PATIENTS AND METHODS
Study Population
The BMTSS is a retrospective cohort study of patients undergoing BMT at 1 of 3 participating institutions (City of Hope [COH], University of Minnesota [UMN], or University of Alabama at Birmingham [UAB]). Eligibility for participation in the BMTSS between 1974 and 2014 included treatment of a life-threatening condition with BMT at any age and survival for ≥ 2 years after undergoing BMT. The BMTSS was approved by institutional review boards at participating sites, and participants provided informed consent. Eligible patients were asked to complete the BMTSS survey, which covered the following: diagnosis of chronic health conditions by a health care provider, relapse of primary cancer or development of SMNs, and age at diagnosis of these conditions; medication use; and sociodemographics (sex, race/ethnicity, education, employment, household income, and health insurance). Loss to follow-up was minimized using searches of public records (LexisNexis Accurint) for updated participant contact information. We restricted our analysis to female participants who were ≥ 18 years of age and alive at study participation; women with a history of breast cancer or thoracic radiation exposure before BMT were excluded.
Clinical and Treatment Information
Information regarding primary cancer diagnosis, transplantation preparative regimens (including dose of TBI), stem-cell source (bone marrow, cord blood, or peripheral blood stem cells), and donor type (autologous, allogeneic) was obtained from institutional databases. Pretransplantation therapeutic exposures (especially alkylating agent and anthracycline exposure) were abstracted from medical records.

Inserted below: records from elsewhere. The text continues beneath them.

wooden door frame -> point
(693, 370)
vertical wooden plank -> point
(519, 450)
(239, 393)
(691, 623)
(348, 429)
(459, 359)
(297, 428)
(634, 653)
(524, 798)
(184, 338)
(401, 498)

All 3 participating institutions delivered TBI in accordance with the American Association for Medical Physics Task Group 29 Report 17.15 UMN preferred a lateral field technique with custom compensators to ensure that the lung received the prescribed dose. COH and UAB used an anteroposterior-posteroanterior beam arrangement, and partial transmission lung blocks (40% to 60% transmission) were routine when ablative doses were prescribed. Supplemental electron fields ensured prescription dose to the marrow containing portions of the chest wall when lung blocks were used. In all cases, the chest wall and breast tissue were intended to receive the prescription dose.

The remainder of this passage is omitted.